Your Turn: Extensions

• Option A (count solutions). Modify first_satisfying into count_satisfying(fn, n) that returns how many of the $2^n$ assignments satisfy fn (reuse is_tautology's all-over-product idea, but sum instead). Run it in your head on the Phase 3 $\Phi$ and confirm it returns $1$. State the expected output. (Counting satisfying assignments — "#SAT" — is even harder than SAT; you are touching a deep problem.)
• Option B (a real mini constraint). Encode this puzzle and solve it with your tool: three friends — Ana, Ben, Cy — must each be assigned to "frontend" or "backend"; Ana and Ben must be on different teams; Cy refuses to be on backend; and at least two people must be on frontend. Choose variables, write the clauses, and hand-trace first_satisfying to find an assignment (or show there is none).

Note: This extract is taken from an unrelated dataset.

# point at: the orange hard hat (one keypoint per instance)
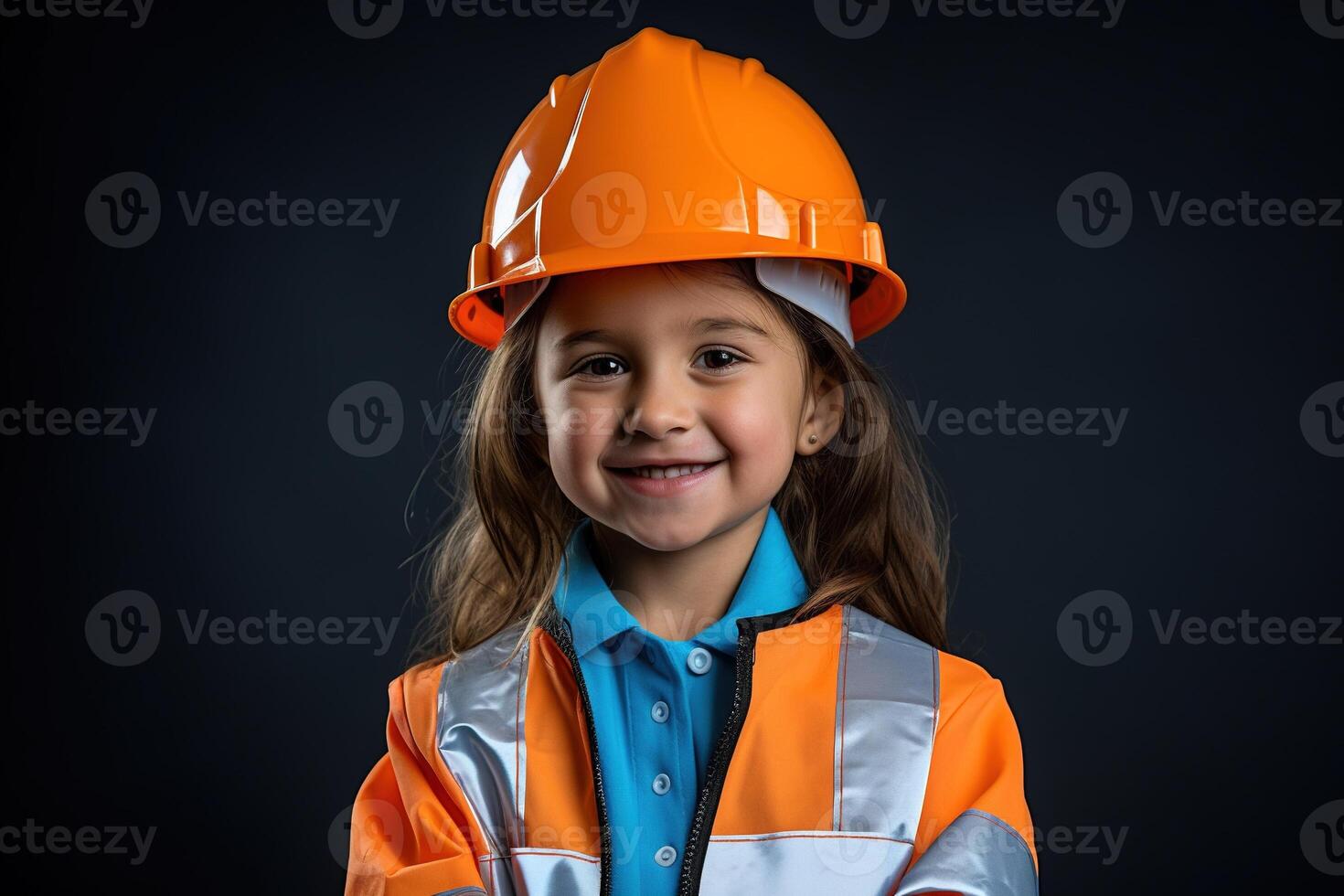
(663, 152)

• Option C (toward dependency resolution). Recall §1.6's package example. Encode: "install $A$ only if $B$ is installed" ($A \rightarrow B$) and "$A$ and $C$ conflict" ($\neg(A \land C)$). Add "$C$ is required" ($C$). Build $\Phi$, solve it, and report which packages get installed. Then add "$A$ is required" ($A$) and explain, via a short hand-argument, why $\Phi$ becomes unsatisfiable.

Key Takeaways

1. Modeling is choosing variables. One Boolean per meeting made "exactly one slot" free; a worse encoding would have needed extra clauses. The representation does work for you (theme three).
2. A constraint problem is one big conjunction. Each rule becomes a clause; the whole problem is their and. Solving it is satisfiability — find an input that makes the conjunction true.

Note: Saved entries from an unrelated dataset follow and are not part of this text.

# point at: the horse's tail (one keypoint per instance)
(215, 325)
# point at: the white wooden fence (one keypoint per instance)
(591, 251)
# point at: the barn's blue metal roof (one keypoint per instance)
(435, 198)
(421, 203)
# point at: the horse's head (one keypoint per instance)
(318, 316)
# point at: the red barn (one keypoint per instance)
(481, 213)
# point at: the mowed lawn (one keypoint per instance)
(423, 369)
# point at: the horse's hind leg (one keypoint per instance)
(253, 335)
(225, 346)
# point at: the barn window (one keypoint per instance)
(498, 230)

3. The same tool finds solutions and proves their absence. A satisfying assignment is a schedule; None (unsatisfiability) is a proof that no schedule exists — a contradiction in the constraints.
4. You built a SAT solver, and it is exponential. for row in product(...) is $2^n$ rows. Correct for any size, hopeless past sixty-odd variables — the exponential wall behind P vs. NP that Chapter 37 confronts head-on.